Webhooks

The basic idea

Your app uses Stripe for payments. When a payment succeeds, you need to know. You have to ship the order, send a receipt, and update your database.

You could poll Stripe's API every minute and ask "any new payments?" That is wasteful and laggy.

Instead, you give Stripe a URL on your server. Something like https://yourapp.com/webhooks/stripe. When something happens (a payment succeeds, a refund is issued, a dispute opens), Stripe sends an HTTP POST to that URL with the event details.

That POST is a webhook. It is just an HTTP request, but in the unusual direction. The other side calls you.

How it works step by step

1. You go to Stripe's dashboard. You configure a webhook endpoint, like https://yourapp.com/webhooks/stripe. You choose which events you care about, such as payment_intent.succeeded or charge.refunded.

2. Stripe gives you a signing secret. You store it.

3. When an event happens on Stripe's side, they POST a JSON payload to your URL with the event details. They include a signature header.

4. Your server checks the signature using the shared secret. If it is valid, you know the request really came from Stripe and not from someone faking a POST. You handle the event.

5. You return 200 OK within a few seconds. If you return an error or time out, Stripe retries. The retries can go on for hours or days.

This pattern is everywhere. Stripe. GitHub. Slack. Twilio. Shopify. Zoom. Every API that emits events does it through webhooks.

What can go wrong

Duplicate deliveries. If you take too long to respond, the sender retries. You get the same event twice.
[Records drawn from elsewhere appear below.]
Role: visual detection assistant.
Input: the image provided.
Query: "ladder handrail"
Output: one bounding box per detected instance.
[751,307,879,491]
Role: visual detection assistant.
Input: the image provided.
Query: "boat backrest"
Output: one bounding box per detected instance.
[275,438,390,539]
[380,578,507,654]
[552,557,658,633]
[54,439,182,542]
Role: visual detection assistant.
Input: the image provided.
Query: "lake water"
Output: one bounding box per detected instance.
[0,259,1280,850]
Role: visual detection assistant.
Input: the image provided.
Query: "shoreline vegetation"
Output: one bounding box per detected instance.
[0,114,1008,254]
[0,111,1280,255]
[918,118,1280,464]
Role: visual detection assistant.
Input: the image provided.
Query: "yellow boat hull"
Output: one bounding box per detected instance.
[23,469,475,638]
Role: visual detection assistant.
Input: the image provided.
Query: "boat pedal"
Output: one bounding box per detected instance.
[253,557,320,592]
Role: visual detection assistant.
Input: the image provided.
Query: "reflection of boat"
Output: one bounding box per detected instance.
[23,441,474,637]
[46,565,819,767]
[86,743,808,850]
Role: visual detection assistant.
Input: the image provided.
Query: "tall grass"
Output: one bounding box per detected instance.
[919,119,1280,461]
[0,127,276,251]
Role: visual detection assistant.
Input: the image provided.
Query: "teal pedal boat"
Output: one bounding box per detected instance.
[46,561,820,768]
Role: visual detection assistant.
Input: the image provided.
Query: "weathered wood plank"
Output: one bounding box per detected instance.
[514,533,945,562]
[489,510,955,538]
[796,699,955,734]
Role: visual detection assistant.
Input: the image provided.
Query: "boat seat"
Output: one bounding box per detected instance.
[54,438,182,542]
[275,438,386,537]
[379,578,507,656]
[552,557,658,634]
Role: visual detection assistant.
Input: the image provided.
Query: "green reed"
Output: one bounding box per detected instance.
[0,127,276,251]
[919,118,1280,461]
Make your handler idempotent so that processing the same event ID more than once does no harm.

Out-of-order delivery. A "payment succeeded" and a "refund issued" can arrive in either order. Look at the timestamps in the payload, not the order they showed up in.

Lost deliveries. If your endpoint is down and the sender gives up after retries, you missed an event. Run a periodic reconciliation job that polls the API to catch anything you might have missed.

Spoofing. Anyone on the internet can POST to your webhook URL. Always check the signature. Reject anything unsigned.

Slow handlers. Webhooks usually time out in 5 to 30 seconds. Do not do slow work inside the handler. Acknowledge the webhook. Put the work on a queue. Do it in the background.

Compared to polling and WebSockets

Polling. Your server asks the other side every so often, "anything new?" Wasteful when nothing has changed. Laggy. Simple to build.

Webhooks. The other side tells you instantly. Efficient. You need a public URL.

WebSockets. A long-lived two-way connection. Overkill for occasional events. Built for streams of updates.

For "tell me when something happens," webhooks are the standard. Every modern API offers them.

Webhooks are also how you wire systems together without polling. Your CRM can be hooked to Stripe with a webhook. Stripe can be hooked to Slack with a webhook. Slack can be hooked to a database with a webhook. Each system pushes events. The others react. The whole modern SaaS world runs on this.